O PROBLEMA DO BALCÃO ÚNICO ANTICORRUPÇÃO NO BRASIL

Por Alberto Monteiro - 

A adoção de um sistema de balcão único para o enforcement contra a corrupção de empresas é tema frequente de discussão no Brasil. Algumas propostas envolvem a criação de uma agência unificada para a negociação de acordos de leniência, enquanto outras chegam a contemplar a criação de uma autoridade única para lidar com todos os assuntos relacionados a anticorrupção no país.

O apelo do balcão único é compreensível, especialmente do ponto de vista das empresas investigadas. Concentrar as interações com uma única autoridade facilitaria a estratégia de defesa e economizaria custos. Também evitaria posições conflitantes entre diferentes autoridades.

Passada a empolgação inicial da ideia, surgem as dificuldades práticas de implementação surgem.
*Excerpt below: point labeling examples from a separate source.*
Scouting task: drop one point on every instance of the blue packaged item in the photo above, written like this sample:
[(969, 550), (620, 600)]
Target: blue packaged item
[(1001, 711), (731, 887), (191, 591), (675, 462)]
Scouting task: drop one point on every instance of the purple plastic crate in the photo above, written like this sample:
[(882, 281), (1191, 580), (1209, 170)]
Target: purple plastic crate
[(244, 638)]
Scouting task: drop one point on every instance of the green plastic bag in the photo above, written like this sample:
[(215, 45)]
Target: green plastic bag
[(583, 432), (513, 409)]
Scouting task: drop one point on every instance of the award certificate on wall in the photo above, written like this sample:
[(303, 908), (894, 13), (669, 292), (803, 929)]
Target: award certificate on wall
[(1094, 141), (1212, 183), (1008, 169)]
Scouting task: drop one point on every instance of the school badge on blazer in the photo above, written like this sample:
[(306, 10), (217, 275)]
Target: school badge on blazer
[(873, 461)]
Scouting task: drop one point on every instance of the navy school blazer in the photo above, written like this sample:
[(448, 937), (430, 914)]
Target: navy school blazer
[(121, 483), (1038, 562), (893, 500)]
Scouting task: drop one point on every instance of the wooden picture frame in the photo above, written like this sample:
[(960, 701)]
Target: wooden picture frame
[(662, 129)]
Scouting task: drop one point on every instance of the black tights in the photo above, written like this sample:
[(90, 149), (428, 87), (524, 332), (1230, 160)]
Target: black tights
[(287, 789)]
O ordenamento jurídico brasileiro é complexo e a Constituição Federal dividiu o bem público em diversos direitos, regulados por diferentes leis, tutelados por diferentes órgãos nos três níveis da federação (federal, estadual, municipal).

Há muitos desafios em tentar aplicar a solução de balcão único dentro dessa estrutura. Quem seria a autoridade única? Uma autoridade nova?

Por outro lado, a existência de várias autoridades com interesses legítimos em investigar um caso (de forma descoordenada) pode levar a uma multiplicação ineficaz de litígios, tornando inócua a proteção dos interesses públicos. São muitos os exemplos de empresas que firmaram acordos com autoridades nos estágios iniciais da operação "lava jato" e ainda hoje enfrentam disputas judiciais originadas de suas admissões de culpa [1]. Algum meio-termo precisa ser encontrado, em benefício da segurança jurídica e da eficácia do nosso sistema anticorrupção.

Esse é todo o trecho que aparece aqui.